Blogging the Bible 21 – Exodus 19-21 – I am… so you shall…

A quick question. Without going back to check, how do the Ten Commandments start?

The Ten Commandments are probably one of the best known bits of the Bible – at least, lots of people know that they’re there. And lots of people know that they all start ‘Thou Shalt Not’, while they may be a bit hazy about exactly what we Shalt Not. (A few years back, a national newspaper phoned vicars at random and asked them to recite the Ten Commandments on the spot. Apparently only 60% could do it…) And by keeping it in Jacobean language we manage to make it all feel a bit quaint anyway…

In fact, the Commandments don’t start ‘Thou Shalt Not’ – or even ‘You shall not…’ at all. And I don’t just mean the fourth and fifth ones, which are ‘you shall’ rather than ‘you shall not’ commands.

The Ten Commandments start ‘I am the Lord your God, who brought you out of the land of Egypt, out of the house of slavery.’ Only then do we get to the first ‘you shall…’ (have no other gods before me). In other words, the ten commandments don’t start with things for us to do. They start with who God is and with what God has done for us. That’s always the order of things with God. He acts, we react. He speaks, we answer. The commands are meant to be the foundation of a community and nation which is living in gratitude to the God who has given them freedom. When we take away the ‘I am’ from the ‘you shall’ then the commandments are distorted, and they begin to become a way for us to make us feel that we have kept things right with God, because we haven’t broken them. (Although if we understood them properly, I suspect that we might not be quite so confident…

Foundations for society

It struck me reading these chapters that we go quickly from the broad-brush picture of the commandments to the detail of how they work out in practice. It’s the sort of thing which in my mental map of the Bible we get in the books of Leviticus and Deuteronomy, not Exodus. God gives commands for the building of an altar, the treatment of slaves, and the right response to various types of violence.

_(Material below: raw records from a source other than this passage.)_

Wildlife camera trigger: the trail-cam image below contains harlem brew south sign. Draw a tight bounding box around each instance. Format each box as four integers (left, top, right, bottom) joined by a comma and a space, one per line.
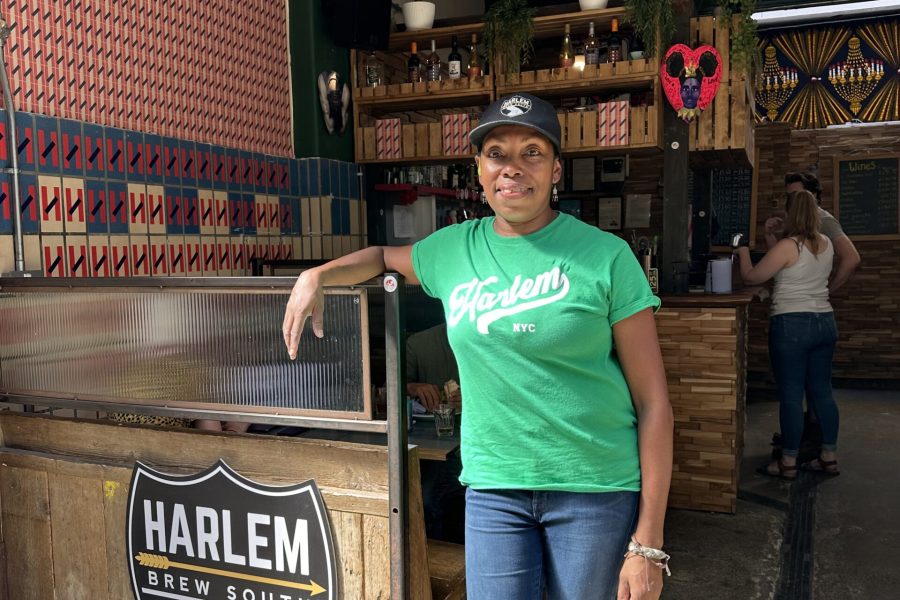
128, 460, 339, 600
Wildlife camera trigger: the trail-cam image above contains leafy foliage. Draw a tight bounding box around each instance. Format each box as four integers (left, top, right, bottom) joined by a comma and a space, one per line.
719, 0, 761, 75
482, 0, 537, 73
625, 0, 675, 56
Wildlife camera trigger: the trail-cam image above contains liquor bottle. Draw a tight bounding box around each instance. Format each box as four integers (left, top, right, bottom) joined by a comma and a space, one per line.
447, 35, 462, 79
406, 42, 422, 83
584, 21, 600, 65
607, 18, 622, 62
468, 33, 481, 79
559, 24, 575, 69
425, 40, 441, 81
366, 50, 384, 87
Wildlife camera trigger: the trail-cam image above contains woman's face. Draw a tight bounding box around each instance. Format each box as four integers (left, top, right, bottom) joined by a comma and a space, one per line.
475, 125, 562, 231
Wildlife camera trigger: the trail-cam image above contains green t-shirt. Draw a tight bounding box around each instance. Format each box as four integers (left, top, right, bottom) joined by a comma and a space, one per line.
412, 214, 659, 492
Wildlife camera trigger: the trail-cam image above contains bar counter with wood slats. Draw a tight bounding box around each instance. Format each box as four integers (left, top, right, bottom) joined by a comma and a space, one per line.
656, 290, 753, 513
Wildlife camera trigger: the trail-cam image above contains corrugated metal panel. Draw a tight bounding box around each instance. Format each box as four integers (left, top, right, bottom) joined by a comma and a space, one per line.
0, 284, 370, 418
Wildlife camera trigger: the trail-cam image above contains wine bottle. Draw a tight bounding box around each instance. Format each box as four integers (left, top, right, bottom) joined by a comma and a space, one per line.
406, 42, 422, 83
366, 50, 384, 87
607, 18, 622, 62
559, 23, 575, 69
468, 33, 482, 79
447, 35, 462, 79
425, 40, 441, 81
584, 21, 600, 65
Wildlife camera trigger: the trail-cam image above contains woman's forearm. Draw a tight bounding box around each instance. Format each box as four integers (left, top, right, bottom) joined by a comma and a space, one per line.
305, 246, 385, 285
634, 401, 673, 548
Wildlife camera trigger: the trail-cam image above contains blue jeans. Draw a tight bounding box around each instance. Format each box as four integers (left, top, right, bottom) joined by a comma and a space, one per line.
769, 312, 839, 456
466, 488, 639, 600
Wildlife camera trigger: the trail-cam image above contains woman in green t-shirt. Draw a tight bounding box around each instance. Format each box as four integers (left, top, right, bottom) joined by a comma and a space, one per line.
282, 94, 673, 600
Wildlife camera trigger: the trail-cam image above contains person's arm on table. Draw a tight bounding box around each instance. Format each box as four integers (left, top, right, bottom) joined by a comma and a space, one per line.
766, 217, 784, 250
735, 239, 798, 285
281, 246, 418, 360
828, 233, 860, 293
613, 308, 674, 600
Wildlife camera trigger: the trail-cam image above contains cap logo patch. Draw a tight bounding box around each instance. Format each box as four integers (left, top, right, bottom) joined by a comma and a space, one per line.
500, 96, 531, 117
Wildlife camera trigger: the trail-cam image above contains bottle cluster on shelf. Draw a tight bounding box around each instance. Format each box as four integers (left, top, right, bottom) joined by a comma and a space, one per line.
559, 18, 643, 69
365, 33, 483, 87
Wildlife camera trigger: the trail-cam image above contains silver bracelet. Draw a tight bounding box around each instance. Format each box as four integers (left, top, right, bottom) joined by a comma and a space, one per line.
628, 536, 672, 576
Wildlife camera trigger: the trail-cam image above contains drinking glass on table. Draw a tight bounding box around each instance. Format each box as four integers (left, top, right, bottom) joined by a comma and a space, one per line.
434, 404, 456, 437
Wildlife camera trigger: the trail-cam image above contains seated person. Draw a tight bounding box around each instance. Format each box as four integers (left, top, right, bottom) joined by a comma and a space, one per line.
406, 323, 465, 543
406, 323, 462, 412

From our point of view, these regulations seem harsh, unjust and exploitative in many ways. But we don’t live in a desert society thousands of years ago. While slavery is fundamentally wrong, it was part of the assumed background of ancient society, and the laws given through Moses at least bring some humanity and hope into slavery. We might have preferred God to abolish it straight away and ban it forever – but that came much, much later as we learned what it meant to love one another as we have been loved.

One of the key things is to recognise that the commandments don’t give us a list of detailed rules to enforce, but point us to vital principles that we must never neglect. How we interpret and apply them can change as society changes, but the values, principles and core commands of God for how we order society remain – literally carved in stone, but not as part of an election PR stunt.

The commandments can still serve us well – and one way is to use them as a spiritual MOT – how am I doing in each of these ten huge areas of life? But if we’re going to do that, I suggest that we spend as much time on the first sentence as on the rest of them together. Who is the God who commands, and what has he done for me? Only when I have an answer to that question in mind will I be ready to begin on the ‘you shall…’ commandments.